Um das Wissen bei Jugendlichen zu erhöhen, soll das Thema STI nun bundesweit stärker in den Mittelpunkt spezieller Schulstunden rücken, die von Ärzten gehalten werden. Das kündigte die Bundeszentrale für gesundheitliche Aufklärung (BZgA) an. Dabei soll es darum gehen, Anzeichen der Krankheiten zu erkennen.
Insgesamt komme im Schnitt jeder zweite Patient spät mit seinem Problem zum Arzt, also erst, wenn schon ausgeprägte, teils nicht mehr heilbare Krankheitssymptome aufgetreten seien, sagt Nobert Brockmeyer, der auch Präsident der Deutschen STI-Gesellschaft ist. Die anonymen SMS-Warnungen haben entsprechend auch das Ziel, die hohen Dunkelziffern bei STI zu senken. Mit dem System soll zudem das erneute Übertragen von Geschlechtskrankheiten vom unbehandelten zurück auf den therapierten Partner eingedämmt werden.
"Wir sind sehr daran interessiert, das Angebot auch bundesweit auszubauen", sagt Brockmeyer. In den USA gebe es vergleichbare Apps auf dem Markt, die jedoch kaum genutzt würden. Nutzer fürchteten Datenmissbrauch - das sei anders, wenn eine medizinische Einrichtung hinter dem Angebot stehe. Die SMS-Warnungen hält Epidemiologin Bremer für einen "super Ansatz". Oft sei es noch so, dass Frauen beim Gynäkologen behandelt würden, während betroffene Männer keine derartige Anbindung hätten - und erst einmal unbehandelt blieben.
Dabei gelten diese Infektionen als gut behandelbar.
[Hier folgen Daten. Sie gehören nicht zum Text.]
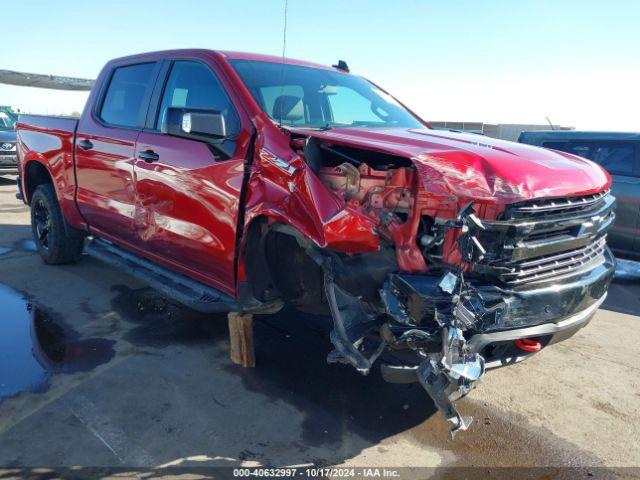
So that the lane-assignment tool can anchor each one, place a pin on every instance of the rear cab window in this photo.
(125, 100)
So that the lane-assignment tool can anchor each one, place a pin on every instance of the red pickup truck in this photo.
(239, 182)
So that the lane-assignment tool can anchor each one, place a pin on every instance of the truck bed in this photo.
(48, 123)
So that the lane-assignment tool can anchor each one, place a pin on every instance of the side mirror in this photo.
(198, 124)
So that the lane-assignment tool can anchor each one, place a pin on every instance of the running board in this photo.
(175, 286)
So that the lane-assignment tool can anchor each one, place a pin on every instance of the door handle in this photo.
(85, 144)
(148, 156)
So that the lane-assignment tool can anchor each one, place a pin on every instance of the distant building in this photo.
(504, 131)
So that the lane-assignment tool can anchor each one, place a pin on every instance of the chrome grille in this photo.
(556, 265)
(555, 206)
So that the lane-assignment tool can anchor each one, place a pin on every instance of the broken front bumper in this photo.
(459, 328)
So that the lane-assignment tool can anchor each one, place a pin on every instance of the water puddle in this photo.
(35, 345)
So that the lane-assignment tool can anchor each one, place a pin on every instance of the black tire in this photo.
(49, 233)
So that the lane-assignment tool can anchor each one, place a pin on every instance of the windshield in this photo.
(6, 122)
(306, 97)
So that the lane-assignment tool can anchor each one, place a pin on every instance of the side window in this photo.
(617, 158)
(562, 146)
(194, 85)
(286, 102)
(123, 103)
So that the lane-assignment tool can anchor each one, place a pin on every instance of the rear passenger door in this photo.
(105, 149)
(620, 159)
(188, 191)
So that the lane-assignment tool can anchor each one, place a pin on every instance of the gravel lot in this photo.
(126, 379)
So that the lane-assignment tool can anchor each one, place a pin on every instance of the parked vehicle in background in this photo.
(8, 158)
(239, 182)
(619, 154)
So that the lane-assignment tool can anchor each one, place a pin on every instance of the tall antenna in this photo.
(284, 49)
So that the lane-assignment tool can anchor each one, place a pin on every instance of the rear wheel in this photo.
(47, 224)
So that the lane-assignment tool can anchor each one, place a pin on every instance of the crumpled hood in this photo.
(479, 167)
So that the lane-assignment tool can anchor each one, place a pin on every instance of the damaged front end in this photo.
(456, 287)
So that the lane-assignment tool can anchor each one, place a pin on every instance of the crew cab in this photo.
(241, 182)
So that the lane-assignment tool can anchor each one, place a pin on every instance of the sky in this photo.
(493, 61)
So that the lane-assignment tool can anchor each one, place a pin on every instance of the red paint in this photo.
(184, 210)
(528, 345)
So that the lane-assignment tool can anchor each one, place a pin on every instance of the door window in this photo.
(194, 85)
(124, 102)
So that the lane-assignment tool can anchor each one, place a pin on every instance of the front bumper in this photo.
(553, 332)
(548, 313)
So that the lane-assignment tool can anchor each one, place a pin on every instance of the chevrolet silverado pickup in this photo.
(241, 182)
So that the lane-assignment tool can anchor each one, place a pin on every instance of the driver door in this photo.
(188, 191)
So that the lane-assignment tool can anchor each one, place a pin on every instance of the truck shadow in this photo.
(291, 350)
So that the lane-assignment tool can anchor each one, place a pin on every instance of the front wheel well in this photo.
(35, 174)
(278, 267)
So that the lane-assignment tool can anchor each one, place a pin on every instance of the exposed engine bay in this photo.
(457, 286)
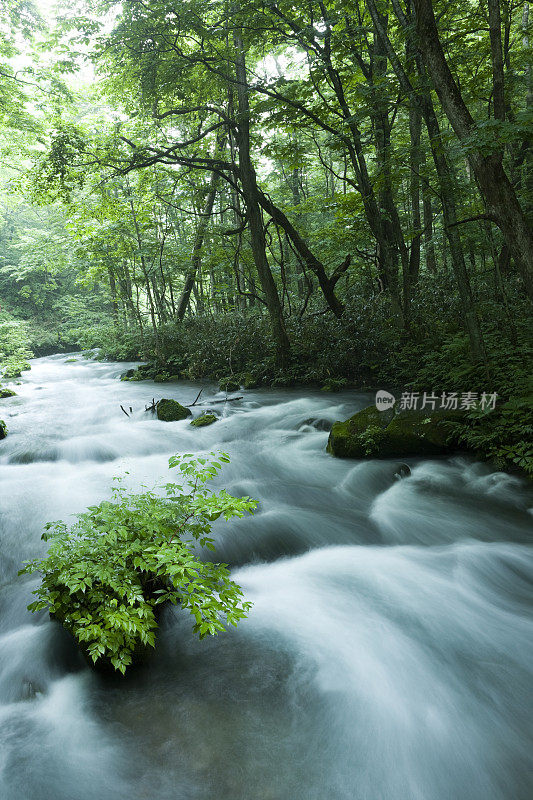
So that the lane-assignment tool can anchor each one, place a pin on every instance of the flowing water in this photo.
(389, 652)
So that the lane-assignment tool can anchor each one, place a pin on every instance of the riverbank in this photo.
(381, 606)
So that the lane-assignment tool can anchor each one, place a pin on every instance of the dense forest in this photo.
(326, 193)
(266, 349)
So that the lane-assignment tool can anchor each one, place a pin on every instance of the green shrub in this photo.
(105, 576)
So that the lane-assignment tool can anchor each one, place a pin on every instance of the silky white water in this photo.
(389, 652)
Aber wie lange noch? Hier sind Experten in Sorge, weil vermehrt Resistenzen gegen gängige Antibiotika beobachtet werden, insbesondere bei der Behandlung von Tripper. "Hier in Deutschland hatten wir bisher nur Einzelfälle", sagte Viviane Bremer. Verbreiteter seien die Resistenzen in Ostasien - bislang.
In geringerem Maß werden Resistenzentwicklungen auch bei Syphilis und Chlamydien beobachtet. Letztere gelten unter jungen Frauen und Männern als weit verbreitet, auch weil die Bakterieninfektion oftmals weitgehend symptomfrei verläuft. Unbehandelt können in manchen Fällen Unfruchtbarkeit und Fehlgeburten die Folge sein.
Es ist nicht die einzige, sexuell übertragbare Infektion, die schwerwiegende Folgen haben kann. "Wir sehen mehr Karzinome, die durch Humane Papillomviren (HPV) ausgelöst wurden", sagt Brockmeyer. "Da müssen wir aktiver werden." Die Impfquoten bei Mädchen in Deutschland lägen mit gut 30 Prozent viel zu niedrig, auch im internationalen Vergleich. Die HPV-Impfung wird vor dem ersten Sex empfohlen und kann das Risiko für Gebärmutterhalskrebs verringern.
Grundsätzlich sei die Hürde, Geschlechtskrankheiten anzusprechen, für Frauen noch höher als für Männer, betont Brockmeyer. Sexuell übertragbare Infektionen würden bei ihnen immer noch gesellschaftlich weniger toleriert, Frauen hätten große Angst um ihren Ruf. Bei Jugendlichen beobachtet der Experte sogar eher eine wachsende Hemmschwelle, über Geschlechtskrankheiten zu sprechen. Pornos seien zwar leicht schon für 12-Jährige verfügbar - die Filme sorgten aber für verzerrte Maßstäbe die eigenen Geschlechtsorgane betreffend. Wer ohnehin mit dem eigenen Körper hadere, wolle im Falle eines Problems nicht auch noch mit dem Arzt darüber sprechen, so die Erfahrung.
Eine womöglich erfreuliche Entwicklung gibt es aber auch: Entgegen dem zunehmenden Trend bei sexuell übertragbaren Infektionen zeigte sich bei HIV im vergangenen Jahr mit rund 3400 Neudiagnosen ein leichter Rückgang im Vergleich zu den Vorjahren. Viviane Bremer sagt: "Wir wissen noch nicht, ob das tatsächlich ein neuer Trend ist - aber vielleicht ist es ja der Anfang einer Besserung."